The situation is similar in Ramsey County, where 77 percent of single family homes will see a decline in assessed value from 2007 to 2008, only 2 percent will increase, and the remainder will remain flat.

A March 30 article in the Star Tribune notes that “City-by-city figures provided to the Star Tribune by most of the metro-area counties show housing market values falling across Ramsey County and in virtually every Hennepin County community, as well as in the larger cities of Dakota and Washington counties, where Stillwater, Cottage Grove and Woodbury came closest to holding their values.”

Krinkie argues that “the market is taking a plunge but the property tax assessment system and the willingness of city and county officials to reduce those valuations-there is going to be a lot of resistance to that.” The fact that assessed values across the metro are falling proves Krinkie’s assertion is false.

Ramsey County Assessor Stephen Baker notes the assessment process is imperfect. “Nonetheless,” Baker argues, “assessors in Minnesota are well trained and apply rigorous techniques to determine property values. Mistakes can and do occur, but there’s an appeal process to address these-and these appeals are taken seriously and acted on appropriately. To hear that someone with Mr. Krinkie’s background has said that assessors are systematically and deliberately over valuing property in order extract more money from taxpayers is very disheartening. He could not be more wrong.”
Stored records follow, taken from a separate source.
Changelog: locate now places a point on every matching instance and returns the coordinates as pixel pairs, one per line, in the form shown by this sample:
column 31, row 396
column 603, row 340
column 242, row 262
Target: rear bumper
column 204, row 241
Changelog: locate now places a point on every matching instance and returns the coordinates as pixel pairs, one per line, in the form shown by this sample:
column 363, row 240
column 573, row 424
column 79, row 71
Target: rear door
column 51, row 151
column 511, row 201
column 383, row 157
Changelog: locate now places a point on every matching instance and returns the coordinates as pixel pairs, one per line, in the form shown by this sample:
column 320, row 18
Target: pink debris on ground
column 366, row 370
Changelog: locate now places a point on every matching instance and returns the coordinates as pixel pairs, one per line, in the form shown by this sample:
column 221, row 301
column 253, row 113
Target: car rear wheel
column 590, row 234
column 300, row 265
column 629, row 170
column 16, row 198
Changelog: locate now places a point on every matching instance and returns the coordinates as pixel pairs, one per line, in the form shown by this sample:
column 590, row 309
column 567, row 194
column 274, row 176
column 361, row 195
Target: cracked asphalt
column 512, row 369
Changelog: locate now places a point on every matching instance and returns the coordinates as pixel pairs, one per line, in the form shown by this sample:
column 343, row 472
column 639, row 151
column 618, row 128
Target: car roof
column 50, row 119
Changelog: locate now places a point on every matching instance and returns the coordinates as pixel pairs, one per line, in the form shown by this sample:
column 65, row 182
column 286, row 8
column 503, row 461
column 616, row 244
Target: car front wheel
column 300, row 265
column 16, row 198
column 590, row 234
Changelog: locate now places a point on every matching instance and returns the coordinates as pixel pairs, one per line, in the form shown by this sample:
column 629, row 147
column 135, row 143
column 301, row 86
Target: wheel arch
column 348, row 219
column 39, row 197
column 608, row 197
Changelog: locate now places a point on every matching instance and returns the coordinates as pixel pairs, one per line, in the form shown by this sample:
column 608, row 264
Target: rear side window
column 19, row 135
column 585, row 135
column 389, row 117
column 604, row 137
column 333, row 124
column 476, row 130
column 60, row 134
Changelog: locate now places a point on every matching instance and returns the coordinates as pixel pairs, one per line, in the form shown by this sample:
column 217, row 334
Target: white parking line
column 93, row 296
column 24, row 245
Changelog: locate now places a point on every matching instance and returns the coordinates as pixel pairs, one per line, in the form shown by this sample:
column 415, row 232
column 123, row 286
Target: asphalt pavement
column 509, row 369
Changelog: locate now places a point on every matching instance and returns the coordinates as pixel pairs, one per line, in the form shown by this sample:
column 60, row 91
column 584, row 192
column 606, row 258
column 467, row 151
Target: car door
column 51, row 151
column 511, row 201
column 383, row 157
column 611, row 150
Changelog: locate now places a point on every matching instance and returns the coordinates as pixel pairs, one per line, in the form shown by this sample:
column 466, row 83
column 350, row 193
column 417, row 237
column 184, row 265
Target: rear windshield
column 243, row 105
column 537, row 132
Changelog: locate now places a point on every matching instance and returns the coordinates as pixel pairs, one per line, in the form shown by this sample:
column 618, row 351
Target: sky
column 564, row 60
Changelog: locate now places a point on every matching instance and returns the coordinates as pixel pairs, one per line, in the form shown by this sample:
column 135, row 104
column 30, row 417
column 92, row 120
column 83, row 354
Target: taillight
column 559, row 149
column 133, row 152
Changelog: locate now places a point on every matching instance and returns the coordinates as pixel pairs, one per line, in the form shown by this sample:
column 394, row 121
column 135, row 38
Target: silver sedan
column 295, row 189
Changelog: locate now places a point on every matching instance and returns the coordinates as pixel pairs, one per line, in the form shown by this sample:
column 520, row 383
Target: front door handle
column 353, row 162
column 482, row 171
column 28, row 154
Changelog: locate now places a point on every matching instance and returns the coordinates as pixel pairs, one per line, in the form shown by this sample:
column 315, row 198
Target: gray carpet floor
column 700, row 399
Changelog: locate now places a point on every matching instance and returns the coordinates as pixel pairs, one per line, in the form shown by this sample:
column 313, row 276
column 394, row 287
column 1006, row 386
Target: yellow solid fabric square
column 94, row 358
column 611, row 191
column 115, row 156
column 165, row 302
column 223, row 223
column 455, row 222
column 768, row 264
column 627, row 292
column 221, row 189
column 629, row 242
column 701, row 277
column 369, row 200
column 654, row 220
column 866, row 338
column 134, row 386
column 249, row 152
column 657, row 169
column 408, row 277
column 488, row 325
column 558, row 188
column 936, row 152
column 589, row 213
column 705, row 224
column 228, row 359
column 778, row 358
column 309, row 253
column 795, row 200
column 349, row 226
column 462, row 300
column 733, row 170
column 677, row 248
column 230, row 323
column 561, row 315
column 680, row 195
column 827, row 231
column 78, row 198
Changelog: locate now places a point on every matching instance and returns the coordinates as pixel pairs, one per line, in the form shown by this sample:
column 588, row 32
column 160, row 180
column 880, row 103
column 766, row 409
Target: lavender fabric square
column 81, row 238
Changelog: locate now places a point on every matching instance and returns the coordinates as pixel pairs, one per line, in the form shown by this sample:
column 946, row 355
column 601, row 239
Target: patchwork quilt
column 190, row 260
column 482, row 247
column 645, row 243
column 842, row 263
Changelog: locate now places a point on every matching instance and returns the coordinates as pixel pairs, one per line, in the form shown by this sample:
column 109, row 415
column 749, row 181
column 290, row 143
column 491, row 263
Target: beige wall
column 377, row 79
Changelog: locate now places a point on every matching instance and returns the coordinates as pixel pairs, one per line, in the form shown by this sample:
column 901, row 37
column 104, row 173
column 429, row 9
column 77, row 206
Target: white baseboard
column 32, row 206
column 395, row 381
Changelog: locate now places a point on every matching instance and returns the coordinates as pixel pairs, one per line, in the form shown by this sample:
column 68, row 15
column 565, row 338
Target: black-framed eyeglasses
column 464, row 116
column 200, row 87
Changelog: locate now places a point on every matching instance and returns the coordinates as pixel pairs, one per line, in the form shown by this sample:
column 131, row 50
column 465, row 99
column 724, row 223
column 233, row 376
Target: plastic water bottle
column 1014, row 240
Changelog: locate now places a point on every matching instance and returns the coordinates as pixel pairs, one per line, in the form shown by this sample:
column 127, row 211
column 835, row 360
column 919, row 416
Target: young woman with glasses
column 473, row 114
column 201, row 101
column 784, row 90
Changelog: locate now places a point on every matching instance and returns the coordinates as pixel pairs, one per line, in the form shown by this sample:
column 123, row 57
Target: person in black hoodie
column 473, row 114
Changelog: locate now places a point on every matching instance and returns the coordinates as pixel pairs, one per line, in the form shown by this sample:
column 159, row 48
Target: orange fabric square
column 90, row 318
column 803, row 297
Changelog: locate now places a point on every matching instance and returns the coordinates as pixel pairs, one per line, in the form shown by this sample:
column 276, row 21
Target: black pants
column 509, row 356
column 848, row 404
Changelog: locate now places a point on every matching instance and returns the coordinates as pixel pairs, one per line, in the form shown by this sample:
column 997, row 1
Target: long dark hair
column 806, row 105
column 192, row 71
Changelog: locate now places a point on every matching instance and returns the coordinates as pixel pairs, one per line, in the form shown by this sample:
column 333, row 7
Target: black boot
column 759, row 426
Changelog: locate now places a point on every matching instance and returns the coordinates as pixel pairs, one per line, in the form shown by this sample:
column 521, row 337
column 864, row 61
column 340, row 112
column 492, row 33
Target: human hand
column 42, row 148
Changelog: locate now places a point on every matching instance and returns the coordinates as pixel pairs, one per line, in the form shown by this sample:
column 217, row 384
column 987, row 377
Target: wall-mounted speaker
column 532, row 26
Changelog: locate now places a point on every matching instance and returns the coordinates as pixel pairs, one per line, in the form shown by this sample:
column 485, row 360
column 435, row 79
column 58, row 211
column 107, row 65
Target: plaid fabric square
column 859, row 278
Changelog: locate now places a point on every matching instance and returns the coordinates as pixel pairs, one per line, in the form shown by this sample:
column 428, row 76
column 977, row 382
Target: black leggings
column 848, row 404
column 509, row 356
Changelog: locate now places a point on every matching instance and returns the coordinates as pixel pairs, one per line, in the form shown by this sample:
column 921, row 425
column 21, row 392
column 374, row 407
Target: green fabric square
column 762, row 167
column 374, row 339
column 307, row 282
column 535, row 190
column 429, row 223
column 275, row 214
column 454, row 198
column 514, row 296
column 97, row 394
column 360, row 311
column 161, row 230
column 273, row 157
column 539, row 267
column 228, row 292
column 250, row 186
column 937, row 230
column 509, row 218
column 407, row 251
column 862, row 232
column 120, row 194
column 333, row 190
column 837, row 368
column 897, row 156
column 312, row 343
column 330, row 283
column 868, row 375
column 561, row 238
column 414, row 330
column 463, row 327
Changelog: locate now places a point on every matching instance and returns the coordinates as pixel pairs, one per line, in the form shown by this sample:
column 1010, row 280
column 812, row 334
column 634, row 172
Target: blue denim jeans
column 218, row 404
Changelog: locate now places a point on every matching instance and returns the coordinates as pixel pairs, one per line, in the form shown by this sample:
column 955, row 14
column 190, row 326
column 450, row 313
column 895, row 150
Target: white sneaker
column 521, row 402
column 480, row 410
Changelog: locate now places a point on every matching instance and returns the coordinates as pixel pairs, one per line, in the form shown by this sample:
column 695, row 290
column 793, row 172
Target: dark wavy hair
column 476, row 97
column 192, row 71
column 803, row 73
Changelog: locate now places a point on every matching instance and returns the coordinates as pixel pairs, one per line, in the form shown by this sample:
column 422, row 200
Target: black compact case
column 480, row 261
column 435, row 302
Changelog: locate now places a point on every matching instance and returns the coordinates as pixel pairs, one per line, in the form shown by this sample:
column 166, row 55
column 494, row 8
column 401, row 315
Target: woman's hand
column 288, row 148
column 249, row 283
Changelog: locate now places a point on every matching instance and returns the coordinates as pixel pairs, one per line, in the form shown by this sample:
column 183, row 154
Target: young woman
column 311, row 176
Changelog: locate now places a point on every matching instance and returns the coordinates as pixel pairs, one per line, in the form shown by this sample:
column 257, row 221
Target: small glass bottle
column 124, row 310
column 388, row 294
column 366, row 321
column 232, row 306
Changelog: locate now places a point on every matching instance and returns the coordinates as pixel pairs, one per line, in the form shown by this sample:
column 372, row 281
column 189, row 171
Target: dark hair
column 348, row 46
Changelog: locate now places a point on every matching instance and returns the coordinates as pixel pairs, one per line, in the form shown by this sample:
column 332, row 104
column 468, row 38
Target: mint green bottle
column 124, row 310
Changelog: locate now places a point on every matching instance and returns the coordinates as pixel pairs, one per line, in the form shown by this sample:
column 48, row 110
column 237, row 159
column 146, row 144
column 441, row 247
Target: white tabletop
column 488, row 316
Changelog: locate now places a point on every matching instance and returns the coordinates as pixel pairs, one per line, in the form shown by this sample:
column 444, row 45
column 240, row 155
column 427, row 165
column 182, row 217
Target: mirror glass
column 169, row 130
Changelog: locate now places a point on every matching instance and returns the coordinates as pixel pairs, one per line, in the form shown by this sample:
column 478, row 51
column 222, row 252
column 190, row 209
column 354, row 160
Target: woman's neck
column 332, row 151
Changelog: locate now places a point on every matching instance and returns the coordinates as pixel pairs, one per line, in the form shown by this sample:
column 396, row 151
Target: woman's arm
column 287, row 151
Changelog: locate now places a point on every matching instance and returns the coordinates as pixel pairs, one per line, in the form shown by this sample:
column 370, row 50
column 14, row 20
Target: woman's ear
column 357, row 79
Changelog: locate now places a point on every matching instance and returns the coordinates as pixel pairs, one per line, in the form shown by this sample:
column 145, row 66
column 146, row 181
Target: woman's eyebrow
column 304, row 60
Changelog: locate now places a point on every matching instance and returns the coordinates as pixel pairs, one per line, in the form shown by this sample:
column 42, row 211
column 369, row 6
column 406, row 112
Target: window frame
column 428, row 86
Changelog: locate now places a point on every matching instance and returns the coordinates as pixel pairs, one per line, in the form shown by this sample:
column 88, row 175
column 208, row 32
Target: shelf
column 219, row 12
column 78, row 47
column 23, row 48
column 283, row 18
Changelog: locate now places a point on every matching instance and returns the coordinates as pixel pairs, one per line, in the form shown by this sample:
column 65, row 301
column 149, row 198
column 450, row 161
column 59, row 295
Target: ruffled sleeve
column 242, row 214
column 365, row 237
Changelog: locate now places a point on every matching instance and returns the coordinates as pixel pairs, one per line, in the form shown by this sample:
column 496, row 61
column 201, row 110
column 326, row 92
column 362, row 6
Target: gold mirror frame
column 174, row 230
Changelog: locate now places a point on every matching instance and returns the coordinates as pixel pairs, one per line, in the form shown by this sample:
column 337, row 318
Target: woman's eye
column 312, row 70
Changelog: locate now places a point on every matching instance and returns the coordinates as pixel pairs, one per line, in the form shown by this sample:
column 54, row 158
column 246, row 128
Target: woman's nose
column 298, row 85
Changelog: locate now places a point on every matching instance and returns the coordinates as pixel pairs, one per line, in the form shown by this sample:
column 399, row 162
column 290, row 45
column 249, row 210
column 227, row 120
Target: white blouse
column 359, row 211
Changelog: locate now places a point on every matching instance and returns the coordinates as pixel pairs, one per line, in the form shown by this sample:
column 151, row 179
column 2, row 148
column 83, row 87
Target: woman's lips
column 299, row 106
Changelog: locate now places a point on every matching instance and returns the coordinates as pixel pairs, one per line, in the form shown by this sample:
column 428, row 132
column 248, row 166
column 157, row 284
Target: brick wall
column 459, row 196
Recent Pioneer Press articles have described inaccuracies in the system for valuing properties (April 4 and March 27). However, the Pioneer Press also notes that “By industry standards, Twin Cities assessors have a good track record, and it’s been steadily improving since 2000. By 2006, all seven metro counties got passing grades, some even A’s, for accuracy and fairness set by the International Association of Assessing Officers.”

Furthermore, there is no indication from any credible source that assessors are deliberately over-valuing values, as Krinkie alleges. In fact, annual studies from the Minnesota Department of Revenue indicate that housing values are more frequently under-valued by assessors than over-valued.

To be sure, taxpayers have a right to be distressed about rising property taxes. A recent Minnesota 2020 report has shown that the average homestead tax in Minnesota has increased by approximately 70 percent from 2002 to 2008 and by nearly 30 percent after adjusting for inflation.

However, this growth in homestead property taxes cannot be blamed on the actions of assessors. Nor can it be blamed on the actions of local governments; since 2002, the real per capita revenue of Minnesota local governments has declined by nearly ten percent.

The real cause of property tax increases are state aid cuts to local governments-policies endorsed by Krinkie and the Taxpayers League. These aid cuts have compelled local governments to increase property taxes at the same time that they are laying off cops and teachers, increasing class sizes, closing libraries, and cutting funding for transportation and public infrastructure.

The Krinkie rant against assessors is another attempt on the part of the Taxpayers League to use bogus assertions to vilify local governments and justify their “no new tax” agenda. Minnesotans beware: Krinkie and his colleagues at the Fact Slayers’ League are not your friends when it comes to controlling growth in property taxes.